Diên Biên Phu, les leçons d’une défaite

Journaliste, enseignant à l’école de guerre, spécialiste des questions de défense, Pierre Servent est aussi historien et auteur de biographies : citons ici celle de Rudolf Hess (Perrin, 2019) et celle d’Erich von Manstein (Perrin, 2012). Diên Biên Phu, les leçons d’une défaite est un ouvrage qui reprend certaines des analyses qu’il a développé dans Le complexe de l’autruche (Perrin, 2011) où il revenait sur cette capacité française aux défaites…

Une guerre mal menée

De fait, la guerre d’Indochine (1946-1954) se termine par une défaite magistrale. Pourquoi ? Pierre Servent retrace rapidement l’histoire de la colonisation française, qui commence par écarter la Chine, puissance tutélaire dans la péninsule avant de diriger des peuples très différents plutôt avec habileté. La montée du nationalisme et surtout la seconde guerre mondiale ruinent le prestige français dans la région.
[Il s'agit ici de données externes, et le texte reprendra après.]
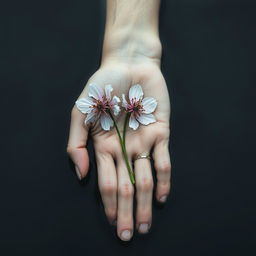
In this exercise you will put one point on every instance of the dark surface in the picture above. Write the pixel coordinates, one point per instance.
(209, 64)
Lorsque de Gaulle envoie Leclerc et Thierry d’Argenlieu faire respecter les droits de la France, que faut-il comprendre ? Les temps ont changé, les américains ont favorisé par anticolonialisme le Vietminh, mouvement nationaliste et communiste. Face à Hô-Chi-Minh, adversaire redoutable formé au marxisme, les français commencent par se méprendre et le sous-estiment. L’homme les trompe. Il prépare la guerre tout en les endormant de belles paroles. De plus, lorsque le conflit commence, la France au fond ne sait pas quels sont ses buts de guerre : défendre l’empire ? se battre contre le communisme ? A Paris, les gouvernements se succèdent sans donner d’instructions claires et à Hanoï, les généraux se querellent. Seul de Lattre réussit un temps à stabiliser la situation, grâce à l’aide américaine. Mais il meurt et ses successeurs Salan et Navarre ne sont pas du même niveau.

Une bataille pour rien

Installer un camp retranché à Diên Biên Phu n’est pas au départ une mauvaise idée. Il s’agit de fixer les troupes viets et de les éloigner des grands centres… sauf que Giap, au courant des négociations de Genève, est prêt à employer des moyens importants pour emporter la décision. Et il sait écouter ses services de renseignement, contrairement aux officiers français, plus prompts à se quereller entre eux (Navarre ne supporte pas Cogny) qu’à étudier le terrain. Le résultat sera un désastre et beaucoup de prisonniers français ne rentreront pas, décédés à cause des mauvais traitements infligés par leurs geôliers du Vietminh. La France quitte définitivement le Vietnam en 1956 et beaucoup d’officiers en veulent à un pouvoir politique qui les a lâchés. Et c’est la guerre d’Algérie qui commence.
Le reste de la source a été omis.